Additionally, I still have to verify, but I think that we should really avoid using --daemon when caching synchronously. If we use --daemon, it would mean that cancelling rez-env --pkg-cache-mode sync would not cancel the caching process. After all, keeping the process alive is the the reason to have a daemon mode in the first place. Or I'd go even further, we should not use a subprocess.

Yeah, I'm fine with that. I'll move some of the logic from the cli entry point into package_cache later today or tomorrow.

We should also consider adding a progress bar or some logs when using the sync mode. I anticipate that users will complain if rez-env maya houdini blocks for multiple minutes without clearly saying what's going on.

We can have something print out in the _while_copying() function that is threaded. Since we're using shutil.copytree I don't think we're going to have much by the way of stats about total size/amount transferred/estimated time to completion without hammering the disk, which I'd like to avoid.

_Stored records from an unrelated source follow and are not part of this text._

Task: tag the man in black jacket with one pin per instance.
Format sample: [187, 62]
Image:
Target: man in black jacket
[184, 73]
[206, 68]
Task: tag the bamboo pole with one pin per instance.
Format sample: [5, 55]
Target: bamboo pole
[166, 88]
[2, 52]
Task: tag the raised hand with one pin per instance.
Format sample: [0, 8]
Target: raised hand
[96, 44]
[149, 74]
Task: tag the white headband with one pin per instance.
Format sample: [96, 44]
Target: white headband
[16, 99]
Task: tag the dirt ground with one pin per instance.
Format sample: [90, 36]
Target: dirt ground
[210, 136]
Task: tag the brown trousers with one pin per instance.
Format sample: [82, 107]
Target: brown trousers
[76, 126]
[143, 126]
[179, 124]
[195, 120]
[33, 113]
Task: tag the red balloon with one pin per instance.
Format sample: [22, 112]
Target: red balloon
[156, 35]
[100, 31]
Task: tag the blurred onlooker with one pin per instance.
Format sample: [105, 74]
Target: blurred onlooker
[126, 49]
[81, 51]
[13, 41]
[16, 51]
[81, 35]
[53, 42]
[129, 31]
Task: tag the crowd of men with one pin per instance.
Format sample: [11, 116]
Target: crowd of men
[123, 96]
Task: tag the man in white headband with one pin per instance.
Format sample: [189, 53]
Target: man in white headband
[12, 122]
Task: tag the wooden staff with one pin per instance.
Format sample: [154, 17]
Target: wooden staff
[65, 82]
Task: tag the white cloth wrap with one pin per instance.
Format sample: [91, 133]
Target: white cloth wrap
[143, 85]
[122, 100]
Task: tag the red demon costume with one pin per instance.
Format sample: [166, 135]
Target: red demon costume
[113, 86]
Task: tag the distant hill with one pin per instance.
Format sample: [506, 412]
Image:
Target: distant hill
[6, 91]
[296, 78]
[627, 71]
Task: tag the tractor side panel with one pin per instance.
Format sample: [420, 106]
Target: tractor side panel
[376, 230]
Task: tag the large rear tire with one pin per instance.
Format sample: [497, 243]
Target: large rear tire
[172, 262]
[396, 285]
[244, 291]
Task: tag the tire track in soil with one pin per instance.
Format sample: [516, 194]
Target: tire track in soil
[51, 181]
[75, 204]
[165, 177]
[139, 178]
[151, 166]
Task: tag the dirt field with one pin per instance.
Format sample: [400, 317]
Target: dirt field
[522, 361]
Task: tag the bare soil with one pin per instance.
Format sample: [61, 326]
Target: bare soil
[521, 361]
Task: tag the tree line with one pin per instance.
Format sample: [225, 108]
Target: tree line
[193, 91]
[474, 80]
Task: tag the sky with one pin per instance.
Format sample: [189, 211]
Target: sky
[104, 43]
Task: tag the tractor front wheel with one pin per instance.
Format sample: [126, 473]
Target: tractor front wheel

JeanChristopheMorinPerso commented 5 months ago

I think it would be preferable to call add_variant(force=True) rather than poll until the .copying sentinel file has disappeared, but I'm not sure what to do about the file lock. We really don't want to be copying the same path at the same time. Perhaps we should modify this logic to copy to an intermediate location that does an atomic move operation once the copy has completed to avoid errors with multiple cache operations running concurrently. I'm not sure there is a great solution for mixing sync and async caching operations for the same files at the same time.

I'm not too sure why we would use force=True or why you don't want to poll. Can you explain your thought a bit more please? Like you say, we really don't want to copy twice or copy the same package multiple times in parallel. The code goes to great length to avoid this.

isohedronpipeline commented 5 months ago

I'm not too sure why we would use force=True or why you don't want to poll. Can you explain your thought a bit more please? Like you say, we really don't want to copy twice or copy the same package multiple times in parallel. The code goes to great length to avoid this.

You could be right. I am worried that a previous sync process could have failed, leaving behind the .copying file, but no further updates to it will have been made. I would imagine that one use case for doing a package cache syncronously would be to force all of the caching operations to happen right now as possibly a way to restart a locked or frozen cache operation.

I see that the copying file is updated every .2 seconds though, so we should be able to check that and continue to wait while that file is being updated.

My hesitation to hit the disk repeatedly is maybe misplaced since the cache is on the local disk. In studio environments, I hesitate to hit network drives with something that could be run many times in parallel. Of course you're right and starting multiple large file transfers instead is madness.

JeanChristopheMorinPerso commented 5 months ago

The package cache class already knows how to handle stalled packages. It should be able to handle the case where a variant is left in progress due to an error or whatever else and restart it. See https://github.com/AcademySoftwareFoundation/rez/blob/dc2c77757748e87d2abf0967924ee0195aa0f11d/src/rez/package_cache.py#L830-L835

As for polling, I agree that polling a shared file system is not wanted. Though, caching is usually done on local disks. We could maybe use inotify to optimize ans simplify the process.

chadrik commented 3 months ago

Hi @JeanChristopheMorinPerso I think all the outstanding issues have been addressed. Any other thoughts?

ameliendeshams commented 3 months ago

Hi @isohedronpipeline,

I'm delighted to see this pull request! We've been waiting for this feature, and it's great to see it implemented.

At Fortiche, we've tested this branch, and it works exactly as expected. The synchronous package caching is a game-changer for our studio environments, where we often need to cache packages quickly and reliably.

We're also happy to see that you've addressed the concerns about progress and logging in sync mode. It's essential to provide users with clear feedback when running long-running commands.

Thanks again for your work on this feature! We're excited to see it merged and start using it in our production environments.